Gigabit Testbeds Final Report

4.4.4 Parallel Architectures

Highly parallel computers with distributed memory architectures introduce a new issue to high speed host I/O, that of dealing with their internal interconnection networks. For supercomputers such as the TMC CM-5 and Intel Paragon which were used in the testbeds, hundreds of processors, each with individual memory, communicate among themselves and with external I/O interfaces via the internal interconnection network. The latter can take many different forms, for example a two-dimensional mesh in the Paragon and a hierarchical "fat tree" in the CM-5.

Internal bandwidths between individual processors within the interconnection networks also differed according to the interconnection architecture, being on the order of 200 MBytes/s in the Paragon and 10 MBytes/s in the CM-5, with aggregate bandwidth results depending on the architecture. While HIPPI interfaces on the machines were individually capable of 800 Mbps, the ability to move data between the interface and a set of processors at that rate was a significant challenge.

To provide an initial assessment of the CM-5's I/O capabilities, NCSA measured the data rates achievable in moving data between the 512-processor machine and its scalable disk array, theoretically capable of reading data at 112 MBytes/s and writing at 100 MBytes/s.
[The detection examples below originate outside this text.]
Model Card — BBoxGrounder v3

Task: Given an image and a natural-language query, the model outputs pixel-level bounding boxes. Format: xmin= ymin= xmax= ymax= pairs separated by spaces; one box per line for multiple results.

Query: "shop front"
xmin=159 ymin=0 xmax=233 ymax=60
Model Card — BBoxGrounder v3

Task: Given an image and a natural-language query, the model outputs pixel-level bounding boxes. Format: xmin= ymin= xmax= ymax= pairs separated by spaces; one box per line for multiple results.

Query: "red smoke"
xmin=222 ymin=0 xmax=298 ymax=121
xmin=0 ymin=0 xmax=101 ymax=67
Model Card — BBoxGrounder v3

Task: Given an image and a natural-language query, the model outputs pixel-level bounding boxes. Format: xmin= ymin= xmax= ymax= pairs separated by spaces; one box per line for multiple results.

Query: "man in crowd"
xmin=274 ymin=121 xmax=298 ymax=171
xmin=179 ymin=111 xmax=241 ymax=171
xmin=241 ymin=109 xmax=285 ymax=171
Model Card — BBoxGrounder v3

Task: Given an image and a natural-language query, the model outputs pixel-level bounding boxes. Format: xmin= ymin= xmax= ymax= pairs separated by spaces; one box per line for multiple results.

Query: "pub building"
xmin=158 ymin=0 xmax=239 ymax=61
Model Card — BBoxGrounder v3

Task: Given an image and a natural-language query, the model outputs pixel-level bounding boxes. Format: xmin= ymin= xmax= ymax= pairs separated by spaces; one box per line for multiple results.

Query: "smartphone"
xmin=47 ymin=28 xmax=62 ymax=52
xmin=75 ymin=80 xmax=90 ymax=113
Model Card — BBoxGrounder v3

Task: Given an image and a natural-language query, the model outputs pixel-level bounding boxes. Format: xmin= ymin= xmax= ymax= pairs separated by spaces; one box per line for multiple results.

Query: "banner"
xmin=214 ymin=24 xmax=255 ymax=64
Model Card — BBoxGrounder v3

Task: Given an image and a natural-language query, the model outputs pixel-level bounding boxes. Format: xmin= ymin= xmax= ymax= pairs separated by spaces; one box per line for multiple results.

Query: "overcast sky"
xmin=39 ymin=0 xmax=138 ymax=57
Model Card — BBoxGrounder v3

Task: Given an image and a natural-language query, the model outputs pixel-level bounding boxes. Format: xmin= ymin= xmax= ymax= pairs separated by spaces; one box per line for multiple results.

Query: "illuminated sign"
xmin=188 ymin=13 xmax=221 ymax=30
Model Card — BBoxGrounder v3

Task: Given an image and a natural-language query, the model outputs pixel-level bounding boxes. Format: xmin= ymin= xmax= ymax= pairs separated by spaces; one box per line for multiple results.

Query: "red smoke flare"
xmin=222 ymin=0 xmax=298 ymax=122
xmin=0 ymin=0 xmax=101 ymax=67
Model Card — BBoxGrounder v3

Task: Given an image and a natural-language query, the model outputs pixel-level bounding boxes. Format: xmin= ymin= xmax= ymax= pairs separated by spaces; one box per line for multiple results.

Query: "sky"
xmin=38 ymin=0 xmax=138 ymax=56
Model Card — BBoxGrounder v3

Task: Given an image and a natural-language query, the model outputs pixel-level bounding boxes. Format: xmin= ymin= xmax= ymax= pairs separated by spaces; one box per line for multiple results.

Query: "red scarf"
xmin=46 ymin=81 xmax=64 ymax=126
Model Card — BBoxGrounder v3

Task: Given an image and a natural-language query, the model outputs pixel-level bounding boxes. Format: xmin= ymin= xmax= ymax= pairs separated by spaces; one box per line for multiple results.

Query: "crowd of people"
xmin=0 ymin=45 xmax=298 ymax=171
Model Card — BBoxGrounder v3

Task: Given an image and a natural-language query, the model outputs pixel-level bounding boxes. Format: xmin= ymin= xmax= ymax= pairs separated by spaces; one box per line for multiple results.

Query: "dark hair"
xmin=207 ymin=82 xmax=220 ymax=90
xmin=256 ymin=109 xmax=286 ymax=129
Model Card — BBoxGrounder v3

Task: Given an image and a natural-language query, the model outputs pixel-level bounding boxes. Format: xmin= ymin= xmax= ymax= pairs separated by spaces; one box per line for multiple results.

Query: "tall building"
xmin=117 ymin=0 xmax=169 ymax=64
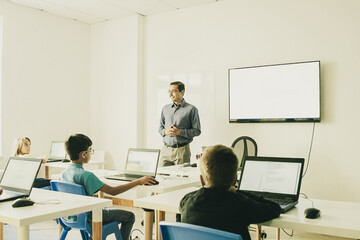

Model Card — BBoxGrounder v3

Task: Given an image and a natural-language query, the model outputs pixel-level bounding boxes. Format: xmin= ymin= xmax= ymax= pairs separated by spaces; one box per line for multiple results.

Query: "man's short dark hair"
xmin=170 ymin=81 xmax=185 ymax=92
xmin=200 ymin=145 xmax=238 ymax=189
xmin=65 ymin=134 xmax=92 ymax=161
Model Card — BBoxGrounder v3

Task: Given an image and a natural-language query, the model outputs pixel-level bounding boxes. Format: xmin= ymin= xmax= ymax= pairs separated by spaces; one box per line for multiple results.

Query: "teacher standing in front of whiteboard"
xmin=159 ymin=82 xmax=201 ymax=166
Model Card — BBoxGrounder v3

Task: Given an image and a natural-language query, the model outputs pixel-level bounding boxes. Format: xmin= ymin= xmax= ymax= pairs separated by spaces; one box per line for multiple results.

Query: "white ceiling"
xmin=9 ymin=0 xmax=218 ymax=24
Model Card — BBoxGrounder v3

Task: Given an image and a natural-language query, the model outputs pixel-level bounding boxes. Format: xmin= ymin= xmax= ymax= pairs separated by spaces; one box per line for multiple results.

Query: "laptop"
xmin=0 ymin=157 xmax=42 ymax=202
xmin=105 ymin=148 xmax=160 ymax=181
xmin=238 ymin=156 xmax=304 ymax=213
xmin=46 ymin=141 xmax=66 ymax=162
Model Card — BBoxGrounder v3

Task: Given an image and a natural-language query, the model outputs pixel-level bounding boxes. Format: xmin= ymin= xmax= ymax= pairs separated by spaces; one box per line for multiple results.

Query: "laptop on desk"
xmin=0 ymin=157 xmax=42 ymax=202
xmin=238 ymin=156 xmax=304 ymax=213
xmin=46 ymin=141 xmax=66 ymax=162
xmin=105 ymin=148 xmax=160 ymax=181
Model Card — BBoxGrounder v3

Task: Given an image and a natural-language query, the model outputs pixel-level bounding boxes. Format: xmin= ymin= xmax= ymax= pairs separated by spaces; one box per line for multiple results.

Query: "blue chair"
xmin=160 ymin=222 xmax=242 ymax=240
xmin=50 ymin=181 xmax=122 ymax=240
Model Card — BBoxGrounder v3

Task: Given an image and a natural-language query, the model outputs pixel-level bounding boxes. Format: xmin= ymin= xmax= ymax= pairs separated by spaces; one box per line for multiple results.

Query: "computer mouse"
xmin=12 ymin=198 xmax=35 ymax=207
xmin=304 ymin=208 xmax=321 ymax=219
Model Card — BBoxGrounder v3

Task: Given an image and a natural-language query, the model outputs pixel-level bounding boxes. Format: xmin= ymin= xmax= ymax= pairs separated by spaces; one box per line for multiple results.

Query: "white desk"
xmin=261 ymin=199 xmax=360 ymax=239
xmin=157 ymin=165 xmax=200 ymax=179
xmin=134 ymin=187 xmax=199 ymax=240
xmin=100 ymin=176 xmax=200 ymax=207
xmin=0 ymin=188 xmax=112 ymax=240
xmin=134 ymin=187 xmax=360 ymax=239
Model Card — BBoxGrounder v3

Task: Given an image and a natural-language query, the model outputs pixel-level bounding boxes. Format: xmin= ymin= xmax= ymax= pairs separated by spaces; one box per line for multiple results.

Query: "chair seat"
xmin=51 ymin=181 xmax=122 ymax=240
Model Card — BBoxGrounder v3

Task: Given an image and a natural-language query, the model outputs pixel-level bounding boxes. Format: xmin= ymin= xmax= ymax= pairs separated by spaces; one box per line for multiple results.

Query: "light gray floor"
xmin=4 ymin=204 xmax=349 ymax=240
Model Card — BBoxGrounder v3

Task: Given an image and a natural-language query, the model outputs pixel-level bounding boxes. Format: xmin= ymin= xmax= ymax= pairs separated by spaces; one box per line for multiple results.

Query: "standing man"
xmin=159 ymin=82 xmax=201 ymax=166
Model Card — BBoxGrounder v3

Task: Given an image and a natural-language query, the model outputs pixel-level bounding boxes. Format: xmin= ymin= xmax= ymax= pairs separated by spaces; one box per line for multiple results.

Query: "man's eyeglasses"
xmin=169 ymin=89 xmax=179 ymax=94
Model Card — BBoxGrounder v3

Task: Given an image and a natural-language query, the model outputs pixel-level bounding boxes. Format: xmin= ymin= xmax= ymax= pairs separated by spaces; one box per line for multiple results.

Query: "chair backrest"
xmin=160 ymin=222 xmax=242 ymax=240
xmin=231 ymin=136 xmax=258 ymax=170
xmin=50 ymin=180 xmax=90 ymax=230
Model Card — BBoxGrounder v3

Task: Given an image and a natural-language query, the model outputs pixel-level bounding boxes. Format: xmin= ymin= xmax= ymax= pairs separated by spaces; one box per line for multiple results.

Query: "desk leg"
xmin=276 ymin=228 xmax=280 ymax=240
xmin=256 ymin=224 xmax=261 ymax=240
xmin=58 ymin=223 xmax=62 ymax=236
xmin=0 ymin=222 xmax=4 ymax=240
xmin=45 ymin=166 xmax=50 ymax=179
xmin=92 ymin=208 xmax=102 ymax=240
xmin=144 ymin=209 xmax=154 ymax=240
xmin=17 ymin=225 xmax=29 ymax=240
xmin=155 ymin=210 xmax=165 ymax=240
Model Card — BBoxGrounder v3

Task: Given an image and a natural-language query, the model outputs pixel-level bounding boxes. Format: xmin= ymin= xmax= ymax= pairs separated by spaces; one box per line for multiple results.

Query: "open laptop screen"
xmin=239 ymin=159 xmax=303 ymax=195
xmin=125 ymin=148 xmax=159 ymax=176
xmin=0 ymin=157 xmax=42 ymax=194
xmin=49 ymin=141 xmax=66 ymax=159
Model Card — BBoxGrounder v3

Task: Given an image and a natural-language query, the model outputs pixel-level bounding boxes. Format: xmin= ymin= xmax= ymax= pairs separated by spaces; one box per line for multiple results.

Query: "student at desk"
xmin=14 ymin=137 xmax=50 ymax=189
xmin=180 ymin=145 xmax=281 ymax=240
xmin=60 ymin=134 xmax=155 ymax=240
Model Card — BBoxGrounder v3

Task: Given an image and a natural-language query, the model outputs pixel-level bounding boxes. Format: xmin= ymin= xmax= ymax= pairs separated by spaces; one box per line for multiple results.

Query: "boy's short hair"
xmin=170 ymin=81 xmax=185 ymax=92
xmin=65 ymin=134 xmax=92 ymax=160
xmin=200 ymin=145 xmax=239 ymax=189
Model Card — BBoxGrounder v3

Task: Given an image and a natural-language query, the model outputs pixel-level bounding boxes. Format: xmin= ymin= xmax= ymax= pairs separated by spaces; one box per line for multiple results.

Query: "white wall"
xmin=90 ymin=16 xmax=144 ymax=170
xmin=145 ymin=0 xmax=360 ymax=201
xmin=0 ymin=0 xmax=360 ymax=201
xmin=0 ymin=0 xmax=90 ymax=166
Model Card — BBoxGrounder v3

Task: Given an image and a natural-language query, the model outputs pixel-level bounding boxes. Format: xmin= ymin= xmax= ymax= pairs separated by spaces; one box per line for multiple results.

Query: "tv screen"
xmin=228 ymin=61 xmax=320 ymax=123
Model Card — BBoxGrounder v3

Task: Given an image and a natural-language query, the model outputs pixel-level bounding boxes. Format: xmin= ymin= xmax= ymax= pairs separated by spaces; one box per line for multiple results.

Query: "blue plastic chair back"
xmin=160 ymin=222 xmax=242 ymax=240
xmin=50 ymin=181 xmax=90 ymax=233
xmin=50 ymin=181 xmax=122 ymax=240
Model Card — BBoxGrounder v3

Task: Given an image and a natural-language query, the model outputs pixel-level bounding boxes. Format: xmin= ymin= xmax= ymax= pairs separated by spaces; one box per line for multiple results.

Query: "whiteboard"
xmin=228 ymin=61 xmax=320 ymax=122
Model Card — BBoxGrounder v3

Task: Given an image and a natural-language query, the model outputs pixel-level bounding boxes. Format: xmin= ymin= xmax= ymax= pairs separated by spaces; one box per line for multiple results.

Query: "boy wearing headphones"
xmin=180 ymin=145 xmax=281 ymax=240
xmin=60 ymin=134 xmax=155 ymax=240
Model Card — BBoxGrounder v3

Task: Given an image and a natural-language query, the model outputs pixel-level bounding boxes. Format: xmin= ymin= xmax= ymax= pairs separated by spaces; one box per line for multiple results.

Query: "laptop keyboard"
xmin=268 ymin=198 xmax=294 ymax=205
xmin=124 ymin=173 xmax=139 ymax=178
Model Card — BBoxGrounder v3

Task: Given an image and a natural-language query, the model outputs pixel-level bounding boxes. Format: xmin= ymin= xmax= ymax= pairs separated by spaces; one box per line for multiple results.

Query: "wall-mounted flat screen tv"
xmin=228 ymin=61 xmax=320 ymax=123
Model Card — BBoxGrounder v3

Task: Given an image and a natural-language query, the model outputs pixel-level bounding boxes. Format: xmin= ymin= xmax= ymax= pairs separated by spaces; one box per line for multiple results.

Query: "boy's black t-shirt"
xmin=180 ymin=188 xmax=281 ymax=240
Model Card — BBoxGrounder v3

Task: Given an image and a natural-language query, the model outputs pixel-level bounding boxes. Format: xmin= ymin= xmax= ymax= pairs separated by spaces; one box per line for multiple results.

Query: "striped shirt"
xmin=159 ymin=99 xmax=201 ymax=147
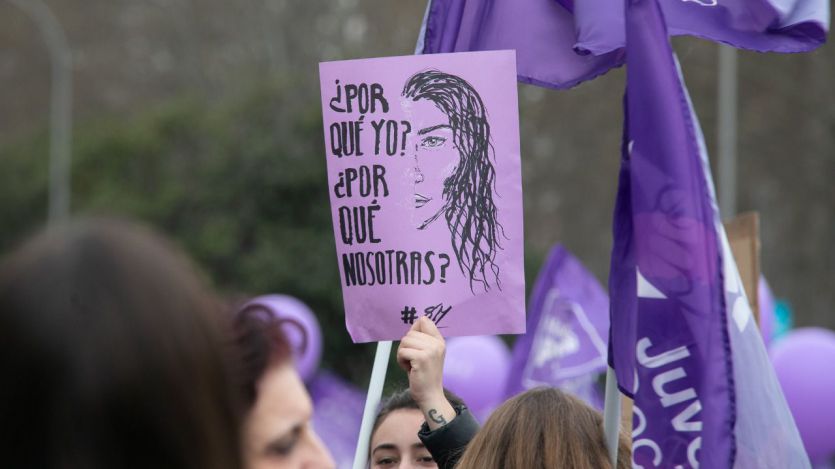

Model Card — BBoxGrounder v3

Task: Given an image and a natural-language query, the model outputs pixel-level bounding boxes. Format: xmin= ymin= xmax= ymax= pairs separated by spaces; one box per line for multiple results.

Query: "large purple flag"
xmin=574 ymin=0 xmax=829 ymax=55
xmin=422 ymin=0 xmax=623 ymax=88
xmin=308 ymin=371 xmax=365 ymax=469
xmin=609 ymin=0 xmax=809 ymax=468
xmin=506 ymin=245 xmax=609 ymax=408
xmin=419 ymin=0 xmax=829 ymax=88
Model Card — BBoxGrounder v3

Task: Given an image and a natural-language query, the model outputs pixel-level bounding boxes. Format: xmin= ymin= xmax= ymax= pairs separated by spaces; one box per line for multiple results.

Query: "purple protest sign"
xmin=319 ymin=51 xmax=525 ymax=342
xmin=506 ymin=245 xmax=609 ymax=408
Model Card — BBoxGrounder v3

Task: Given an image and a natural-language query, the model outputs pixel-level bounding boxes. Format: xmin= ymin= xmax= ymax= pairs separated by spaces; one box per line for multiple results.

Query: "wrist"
xmin=419 ymin=394 xmax=457 ymax=430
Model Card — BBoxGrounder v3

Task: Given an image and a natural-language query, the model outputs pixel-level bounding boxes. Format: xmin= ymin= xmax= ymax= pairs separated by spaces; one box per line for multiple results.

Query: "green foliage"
xmin=0 ymin=77 xmax=371 ymax=385
xmin=0 ymin=76 xmax=541 ymax=389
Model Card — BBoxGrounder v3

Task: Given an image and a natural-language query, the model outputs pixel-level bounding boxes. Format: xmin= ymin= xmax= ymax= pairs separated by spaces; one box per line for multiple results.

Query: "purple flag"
xmin=308 ymin=371 xmax=365 ymax=469
xmin=609 ymin=0 xmax=809 ymax=468
xmin=506 ymin=245 xmax=609 ymax=409
xmin=420 ymin=0 xmax=829 ymax=88
xmin=422 ymin=0 xmax=623 ymax=88
xmin=574 ymin=0 xmax=829 ymax=55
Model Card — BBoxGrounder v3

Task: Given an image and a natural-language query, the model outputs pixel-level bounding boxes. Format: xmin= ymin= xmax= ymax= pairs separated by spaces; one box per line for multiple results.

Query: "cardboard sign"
xmin=724 ymin=212 xmax=760 ymax=324
xmin=319 ymin=51 xmax=525 ymax=342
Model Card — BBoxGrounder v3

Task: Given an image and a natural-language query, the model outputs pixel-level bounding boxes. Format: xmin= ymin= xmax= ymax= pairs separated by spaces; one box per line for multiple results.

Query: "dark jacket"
xmin=418 ymin=405 xmax=479 ymax=469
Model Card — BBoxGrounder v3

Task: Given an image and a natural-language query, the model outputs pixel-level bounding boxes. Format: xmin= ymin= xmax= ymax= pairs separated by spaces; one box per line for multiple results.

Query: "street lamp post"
xmin=9 ymin=0 xmax=72 ymax=223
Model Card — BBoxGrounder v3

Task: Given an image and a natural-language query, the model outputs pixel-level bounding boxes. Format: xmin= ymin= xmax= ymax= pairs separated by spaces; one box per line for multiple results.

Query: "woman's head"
xmin=369 ymin=389 xmax=462 ymax=469
xmin=456 ymin=388 xmax=630 ymax=469
xmin=234 ymin=305 xmax=334 ymax=469
xmin=0 ymin=220 xmax=240 ymax=468
xmin=402 ymin=70 xmax=501 ymax=291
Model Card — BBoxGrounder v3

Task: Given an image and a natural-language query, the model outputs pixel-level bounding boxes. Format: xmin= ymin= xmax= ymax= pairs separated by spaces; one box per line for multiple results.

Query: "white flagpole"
xmin=603 ymin=366 xmax=620 ymax=469
xmin=716 ymin=44 xmax=737 ymax=218
xmin=353 ymin=340 xmax=391 ymax=469
xmin=353 ymin=4 xmax=432 ymax=469
xmin=10 ymin=0 xmax=72 ymax=223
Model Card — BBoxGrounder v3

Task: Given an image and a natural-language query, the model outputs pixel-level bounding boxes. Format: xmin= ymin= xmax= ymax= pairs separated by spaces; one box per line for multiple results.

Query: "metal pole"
xmin=603 ymin=366 xmax=620 ymax=469
xmin=9 ymin=0 xmax=72 ymax=223
xmin=353 ymin=340 xmax=391 ymax=469
xmin=716 ymin=44 xmax=737 ymax=219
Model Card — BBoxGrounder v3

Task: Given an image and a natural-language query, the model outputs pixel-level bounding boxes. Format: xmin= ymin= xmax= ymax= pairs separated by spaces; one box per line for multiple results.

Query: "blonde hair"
xmin=456 ymin=388 xmax=631 ymax=469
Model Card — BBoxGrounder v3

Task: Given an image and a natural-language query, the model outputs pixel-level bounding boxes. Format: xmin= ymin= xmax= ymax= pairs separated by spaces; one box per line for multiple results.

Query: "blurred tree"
xmin=0 ymin=77 xmax=382 ymax=384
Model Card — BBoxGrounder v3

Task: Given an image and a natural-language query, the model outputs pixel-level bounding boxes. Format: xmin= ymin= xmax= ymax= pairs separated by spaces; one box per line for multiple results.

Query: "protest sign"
xmin=319 ymin=51 xmax=525 ymax=342
xmin=724 ymin=212 xmax=761 ymax=324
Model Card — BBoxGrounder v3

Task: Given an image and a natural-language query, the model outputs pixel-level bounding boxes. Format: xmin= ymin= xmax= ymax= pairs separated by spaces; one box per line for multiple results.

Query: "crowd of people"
xmin=0 ymin=219 xmax=630 ymax=469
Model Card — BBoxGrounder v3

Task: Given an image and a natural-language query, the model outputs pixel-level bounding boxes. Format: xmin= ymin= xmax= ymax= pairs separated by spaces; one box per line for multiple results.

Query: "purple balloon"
xmin=757 ymin=275 xmax=777 ymax=347
xmin=244 ymin=295 xmax=322 ymax=382
xmin=444 ymin=335 xmax=510 ymax=417
xmin=769 ymin=327 xmax=835 ymax=462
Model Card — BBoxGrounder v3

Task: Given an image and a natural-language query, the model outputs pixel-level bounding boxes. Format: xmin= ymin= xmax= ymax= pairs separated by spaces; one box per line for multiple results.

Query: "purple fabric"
xmin=506 ymin=245 xmax=609 ymax=408
xmin=609 ymin=0 xmax=809 ymax=469
xmin=609 ymin=0 xmax=735 ymax=468
xmin=423 ymin=0 xmax=624 ymax=88
xmin=574 ymin=0 xmax=829 ymax=55
xmin=422 ymin=0 xmax=829 ymax=88
xmin=308 ymin=371 xmax=365 ymax=469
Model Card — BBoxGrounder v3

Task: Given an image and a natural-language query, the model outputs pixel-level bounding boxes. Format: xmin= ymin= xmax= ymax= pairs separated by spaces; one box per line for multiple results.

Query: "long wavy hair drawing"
xmin=402 ymin=70 xmax=506 ymax=292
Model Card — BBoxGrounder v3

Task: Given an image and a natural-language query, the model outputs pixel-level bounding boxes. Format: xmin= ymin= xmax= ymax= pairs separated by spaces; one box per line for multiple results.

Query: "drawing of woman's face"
xmin=410 ymin=99 xmax=460 ymax=229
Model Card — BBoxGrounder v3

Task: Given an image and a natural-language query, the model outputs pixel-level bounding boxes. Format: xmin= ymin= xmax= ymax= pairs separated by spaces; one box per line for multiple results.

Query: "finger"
xmin=397 ymin=346 xmax=423 ymax=372
xmin=416 ymin=316 xmax=444 ymax=340
xmin=400 ymin=332 xmax=438 ymax=350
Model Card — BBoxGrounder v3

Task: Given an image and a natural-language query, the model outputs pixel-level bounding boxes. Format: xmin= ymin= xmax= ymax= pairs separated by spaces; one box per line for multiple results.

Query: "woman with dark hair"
xmin=456 ymin=387 xmax=632 ymax=469
xmin=376 ymin=317 xmax=478 ymax=469
xmin=234 ymin=304 xmax=334 ymax=469
xmin=402 ymin=70 xmax=503 ymax=291
xmin=0 ymin=220 xmax=241 ymax=469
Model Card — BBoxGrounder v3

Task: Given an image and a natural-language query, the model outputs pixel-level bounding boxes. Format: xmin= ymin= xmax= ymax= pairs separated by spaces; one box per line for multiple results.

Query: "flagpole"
xmin=603 ymin=366 xmax=620 ymax=469
xmin=353 ymin=5 xmax=432 ymax=469
xmin=10 ymin=0 xmax=72 ymax=223
xmin=716 ymin=44 xmax=737 ymax=219
xmin=353 ymin=340 xmax=391 ymax=469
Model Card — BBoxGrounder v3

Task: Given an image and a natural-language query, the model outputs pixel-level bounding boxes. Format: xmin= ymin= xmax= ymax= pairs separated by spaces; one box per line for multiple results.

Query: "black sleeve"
xmin=418 ymin=405 xmax=478 ymax=469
The results were a maximum read rate of 95 MBytes/s and write rate of 35 MBytes/s, with the interconnection network found to be the bottleneck for at least some of the test cases used. In the case of the Paragon, the early versions of its operating system software used in the testbeds severely constrained achievable network I/O rates. Because of the inefficiencies inherent in its protocol support, an order of magnitude speedup was achieved using an internal raw HIPPI interface with the LANL CBI outboard TCP/IP device (discussed above), which allowed most of the normal operating system path to be bypassed.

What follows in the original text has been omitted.